I am still sick. I will likely take a sick day from work today. Currently, my nose is stuffed up, I'm tired, and I have a slight cough.
Being sick makes me think more about my guy breaking up with me. I miss what we had. I don't miss being hurt, as I'm already there.
He just sent me a video to watch. In his own way, he misses me. It makes me even more upset that he is perfectly fine carrying on. I can't do that. I need time to grieve. He isn't in tune with his emotions as much as I am. I wear my heart on my sleeve.
Although I have moments of sadness, I cannot sob in despair like I did the two previous times that he broke up with me. It's that inner strength this time that demands being treated better. It is his loss. I simply need to move on. It will happen with time.
I took naps throughout the day on Sunday. I felt better after each nap, but I am tired. I believe that I have earned a sick day to shake this cold off and heal from this breakup.
Cutie:
ReplyDeleteTake it from an old man who has been down a similar path on too many occasions.
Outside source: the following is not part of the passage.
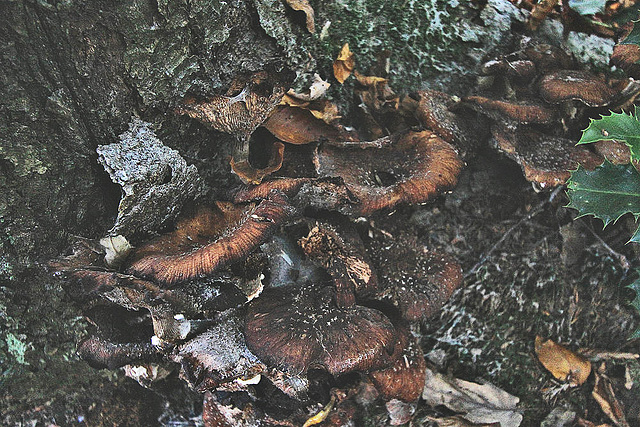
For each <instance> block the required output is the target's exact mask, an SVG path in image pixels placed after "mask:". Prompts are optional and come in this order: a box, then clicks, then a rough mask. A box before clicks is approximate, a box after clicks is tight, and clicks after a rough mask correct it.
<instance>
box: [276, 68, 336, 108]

You are a girl, so go ahead and cry and grieve. Give it time and get it out of your system. As I said, you are a girl, so you are entitled. But after sufficient passage, lift your head up, give the world a smile, and then pursue your desires with both passion and vengeance. Trust me, this will pass and you will prevail.
Rick
Thanks, Rick. I look forward to that day when I can move on. I'm starting my fourth week since this news broke. I'm letting time help out with healing, along with keeping busy and taking care of myself.